Мы оба решили, что художнику не стоит слышать, что мы собираемся с ним делать.

— Что конкретно вам непонятно, Александр Иванович?

— Я впервые слышу об этом диагнозе. Более того, я искренне не понимаю, как и зачем вы хотите резать нашего пациента, — протараторил он.

Он не слышал об этой грыже? Странно, если не ошибаюсь, её открыли задолго до девятнадцатого столетия. Вроде в некоторых учебниках по истории медицины даже были отражены даты ещё времён средневековья. Якобы именно тогда анатомами была впервые обнаружена подобная грыжа.

— Смотрите, господин Разумовский, вы знаете, где находится самый короткий по протяжённости отдел пищевода? — спросил у него я.

— Да, конечно. В самом низу. В месте, где пищевод переходит из грудной полости в брюшную через толщу диафрагмы, — ответил он.

Разговаривать с этим лекарем было очень приятно. Он был выше меня по статусу, но всегда с интересом слушал, что я могу ему рассказать, исходя из своего опыта. Такое встречается не так уж и часто.

— Вот именно в этой точке и развивается эта грыжа. Пищеводное отверстие диафрагмы расширяется по разным причинам. Иногда из-за травмы, иногда из-за высокого давления в брюшной полости или хронического воспаления. Так или иначе, со временем может развернуться подобная клиническая картина. В грудную полость «пролезет» верхняя часть желудка, и он вместе с диафрагмой передавит пищевод. Всё! Пища не проходит, пациента постоянно тошнит. Остальное вы уже сами видели на примере господина Шацкого.

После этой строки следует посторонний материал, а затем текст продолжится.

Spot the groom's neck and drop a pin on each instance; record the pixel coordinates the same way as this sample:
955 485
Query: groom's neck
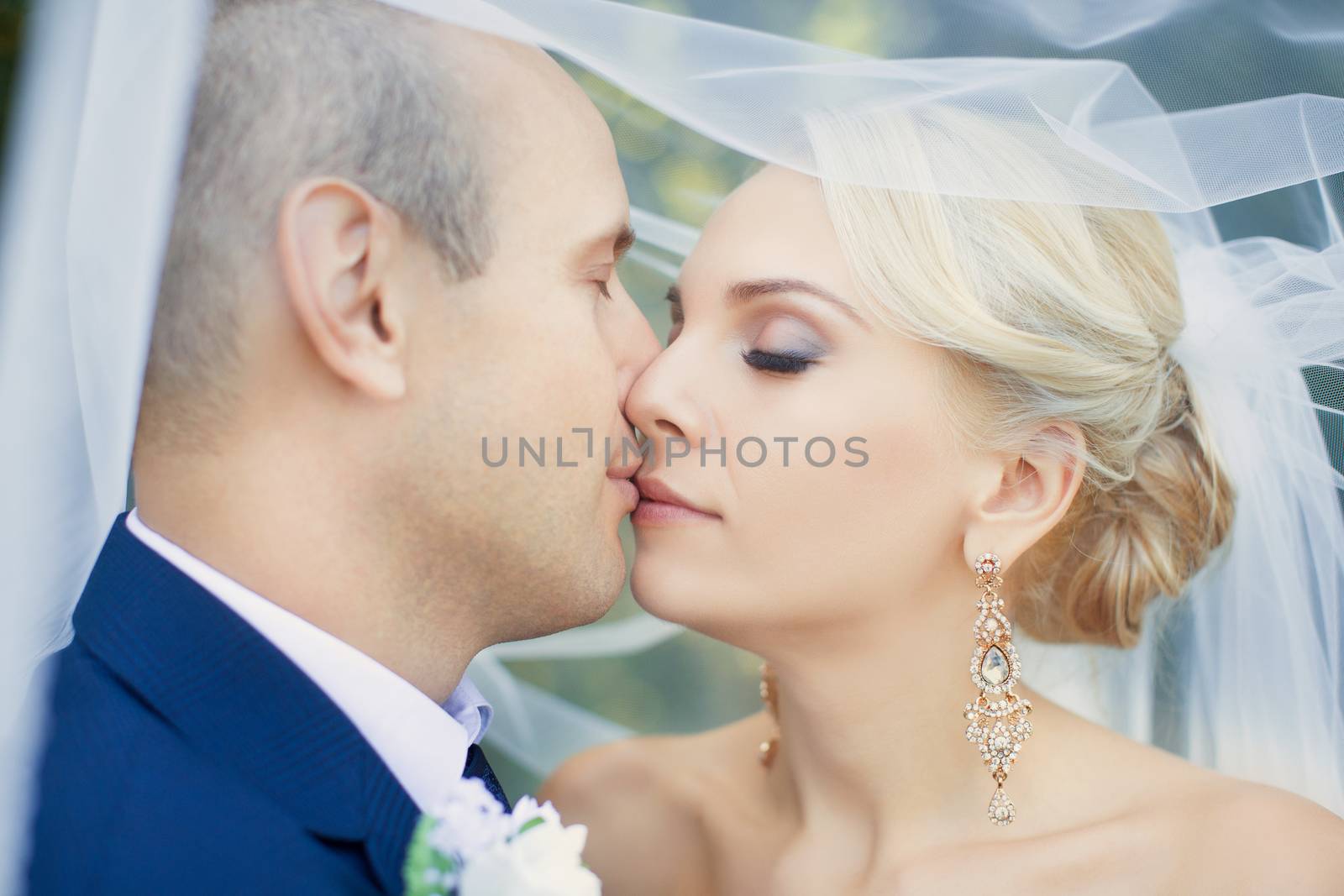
288 533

Разумовский удивлённо выпучил глаза, затем снял очки, достал из кармана платок и протёр им взмокший лоб. Похоже, моя история его искренне шокировала. Могу себе представить! Мужчина главным лекарем уже десяток лет работает, а с такой проблемой встречается впервые.

Или не впервые?

— Ужасно… — прошептал он. — Теперь я понимаю, чем страдали те пациенты, которым я так и не смог помочь. Если честно, Алексей Александрович, чувствую я себя паршиво. У меня было двое точно таких же больных, как и Шацкий. Закончилось всё тем, что они в конце концов погибли из-за недостаточного питания. Совсем ослабли и отправились к Грифону…

— Понимаю, что вам трудно это осознать, но конкретно вы ни в чём не виноваты, — произнёс я. — Уверен, вы пытались им помочь, но вам не хватило знаний.

— Но у вас-то они есть! — вздохнул он.

— Я обрёл их совсем недавно, — солгал я. — Когда обследовал пациентов Хопёрска с помощью своего нового оборудования.

В данном случае не стоит оправдывать свои сверхординарные знания тайнами рода. Это покажет Мечниковых не с лучшей стороны. Получится, что мы владеем знаниями о многих болезнях, но не делимся ими с остальными лекарями, что в итоге подвергает жизни пациентов серьёзной опасности.

— Спасибо на добром слове, — вернув очки на место, произнёс он. — Так, давайте перейдём к делу. Вы упомянули о какой-то операции.

Разумовский резко посерьёзнел. Видимо, мои слова действительно ему помогли. Это хорошо, в предстоящей операции мне точно понадобится ассистент.

— Я уже проводил такие манипуляции пару раз, — объяснил я. — Это — моя методика лечения особо сложных заболеваний, с которыми не может справиться классическое лекарское дело. Помните тот день, когда мы с вами впервые встретились?

— Конечно, — кивнул Разумовский. — Тогда вы со своим коллегой, господином Синицыным, забирали Лаврентия Кораблёва. Кстати, я слышал, что вам и его удалось излечить каким-то чудом. Как он сейчас поживает?

— Иван Сергеевич утверждает, что его брат в полном порядке. И, к слову, его я лечил тоже посредством оперативного вмешательства, — объяснил я. — Простыми словами, методика этой манипуляции — это вскрытие при жизни.

— Вскрытие⁈ — удивился главный лекарь. — А разве пациент не умрёт от кровопотери или болевого шока?

— Мы предотвратим это лекарской магией и моими препаратами. У меня с собой есть ещё одна склянка с веществом, погружающим в наркоз. Надеюсь, шприцы Павлова ваш госпиталь закупил?